248.4 Mobilization for Climate Justice: When South Fights North

Thursday, August 2, 2012: 11:30 AM
Faculty of Economics, TBA
Ligia TAVERA FENOLLOSA , FLACSO, Mongolia
From the nineties on, when the risks of global warming were acknowledged by the United Nations, climate change has become one of the most important themes in the international agenda. Two decades later, however, the responses given both by governments around the world and international agencies are perceived to be clearly insufficient. In this context, Bolivian President Evo Morales, proposed in January 2010 the creation of a Climate Justice Tribunal in the United Nations, as part of the Movimiento Mundial de los Pueblos por la Madre Tierra.
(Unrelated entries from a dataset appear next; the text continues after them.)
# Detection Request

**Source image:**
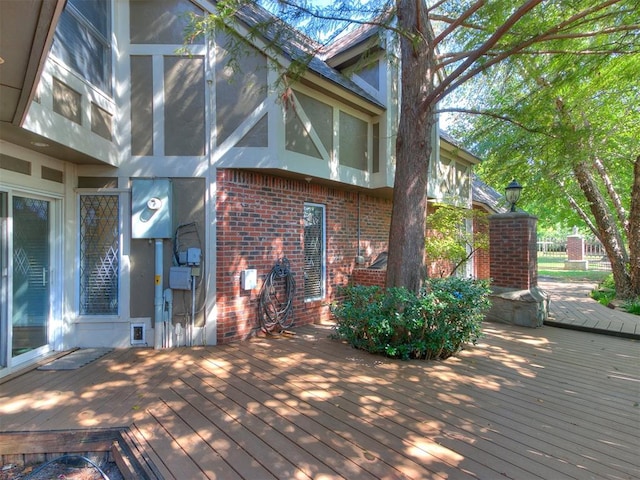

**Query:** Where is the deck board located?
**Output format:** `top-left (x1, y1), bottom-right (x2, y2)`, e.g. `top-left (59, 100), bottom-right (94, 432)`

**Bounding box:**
top-left (0, 323), bottom-right (640, 480)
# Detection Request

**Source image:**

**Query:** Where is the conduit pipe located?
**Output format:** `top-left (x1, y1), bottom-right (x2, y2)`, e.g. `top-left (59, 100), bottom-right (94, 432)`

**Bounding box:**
top-left (153, 238), bottom-right (165, 349)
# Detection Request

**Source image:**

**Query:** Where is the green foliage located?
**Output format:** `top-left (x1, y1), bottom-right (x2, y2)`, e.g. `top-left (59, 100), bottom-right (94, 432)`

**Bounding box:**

In April, President Morales helped to organize the First World People’s Conference on Climate Change and the Rights of Mother Earth in the city of Cochabamba, a kind of a counter summit to the Climate Change Conference of the United Nations held in Copenhagen, Denmark in 2009. Whereas this later conference proved a debacle, Cochabamba represented a milestone in social mobilization. This paper examines the movement for climate justice in Latin America, with special emphasis on the Mexican case. Theoretically it aims at exploring the re-politicization and particularly the judiciarisation of social mobilization, and its implications for democracy. I will examine the various conceptions of justice and legality underpinning the Movimiento and will try to understand the implications of the judiciarisation of social mobilization in terms of Cohen and Arato´s politics (politics of inclusion, influence, identity, and reform). Although in studies and discussions on justice, more and more attention is being paid to the phenomenon of judiciarisation, that is, the growing recourse of social actors to the courts, in the field of contentious politics we still need to investigate more.